IPOs in 2018: Could technology replace people?
The month of January flew by, but not before leaving us with its annual pile of technology predictions.
Among them was Deloitte. In its 2018 Global Predictions report, the firm predicted sweeping changes in technologies from machine learning to ad blockers – some exponential in scope, others to be felt more “imperceptibly.”
The authors asked a question many of us are asking ourselves when it comes to the relentless march of technology: “(Is) our way of life at stake, or is this the start of one of the greatest enhancements to the human experience?”
I believe firmly that it’s the latter, and it’s especially true for the capital markets industry. However, while technology has allowed us to do more than we thought possible even 10 years ago, it’s not a solution in and of itself: it’s a tool. Using it improperly can set all of us up – especially investors and publicly listed companies – for failure.
That’s why it’s important to understand that technology, properly used, ultimately strengthens and enhances the human relationships that drive the true value of going public. It does not, and should not replace them.
It’s true that exchanges connect capital with companies that need it to grow, but more fundamentally, we connect people. Listing companies want to look at an exchange and see a group of people they can work with, and who in turn can connect them to people who can fuel their success. This is, of course, at the heart of the commitment stock exchanges make to investors and public companies alike.
Here’s why that commitment is so important, and how we at NEO are embracing it.
The February example
Two things can be said about recent market volatility – that the initial sell-off was triggered, as it always is, by human emotion, and that it was amplified by High-Frequency Trading (HFT) technology.
While HFT technology was originally designed as a means to support liquidity and mitigate risk, it now also leads to over-reactions in the markets and, worse, some of its users leveraging it to the detriment of natural investors, particularly during volatile markets.

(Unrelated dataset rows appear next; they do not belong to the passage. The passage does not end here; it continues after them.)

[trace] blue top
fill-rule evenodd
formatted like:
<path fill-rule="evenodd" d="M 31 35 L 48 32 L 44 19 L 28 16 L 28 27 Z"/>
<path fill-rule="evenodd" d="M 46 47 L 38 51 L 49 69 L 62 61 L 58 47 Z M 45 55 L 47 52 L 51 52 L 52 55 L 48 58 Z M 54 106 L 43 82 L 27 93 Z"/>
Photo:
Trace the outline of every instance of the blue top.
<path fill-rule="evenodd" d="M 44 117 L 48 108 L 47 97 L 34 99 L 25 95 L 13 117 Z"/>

We could simply shrug our shoulders and embrace all HFT platforms. After all, technology must advance, and we must adapt, right? We believe that this would put at risk the very foundation on which stock markets were founded – to put investors and capital-raising companies first.
At NEO, we have taken steps to prevent predatory and opportunistic HFT market behaviours, and today, these behaviours make up less than 5% of NEO’s overall volume. This creates a more level playing field for investors. It’s also better for building a sustainable ecosystem supporting companies that are public or seek to become public in Canada.
Fueling public companies, serving investors
So why is the human equation so vital to public companies? Let’s take liquidity as an example. It’s vital to the success of any listed company. NEO’s combination of technology and a unique market-making program – further combined with our trading model – ensures stable and robust liquidity throughout the trading day, reduces unwarranted volatility, and subsequently boosts market confidence.
But what our technology actually does is provide a useful way to strengthen the trust between investors and public companies by introducing more integrity and transparency into our market. We’ve layered a human quality into our technology to create a fair market where investors and companies can raise capital to grow.
Access to market data is equally important. The rapid rise in data collection technology has yielded mountains of useful information. Some exchanges choose to sell it at exorbitant fees. We choose to provide real-time market data for all NEO-listed securities, for free. This gives everyone the opportunity to see a more complete view of listed issuers, and make better-informed trading decisions.
Although important, it’s not the technology and how we utilize it that’s important. It’s the ability to arm people with the tools they need to make better decisions and build stronger relationships that matters.
Technology can’t replace storytelling
We also can’t lose sight of what really gets investors to stop and pay attention to a company: the narrative that underpins any successful public company. This story conveys the vision, the path to growth and a way for investors to play a role in it – and ultimately profit from it.
PwC recently published a post that stressed its importance of the equity story in any IPO. The author, Daniel Klausner, Managing Director, Capital Markets Advisory Leader, PwC Deal, states that “aligning the equity message both internally and externally may provide incremental clarity and vision for employees during the IPO process, produce a common theme for recruiting and retaining top talent and ultimately facilitate a consistent and clearer articulation of the company’s value proposition to investors and/or potential acquirers.”
Starting a company involves a lot of passion. So does growing it, seeing it through the good times and bad. The feeling of elation and anxiety on listing day is no different. Investors will look at your numbers, but they also want to hear your story, and the steady march of innovation has made it possible to send that story far and wide.
At NEO, we help you make these important decisions by working with you directly, and connecting you with our network of legal, financial and consulting partners who can help you define your story and assess your best path forward.
Our industry looks far different today than it did 10 years ago, and much of that is a result of technological innovation and disruption. But as we evolve, we simply can’t lose the human element and blindly embrace technology without thoughtful consideration. Technological innovation and disruption works best when it creates closer bonds between people, not replace them.
That is the path that we, at NEO, have followed since day one and that are committed to going forward.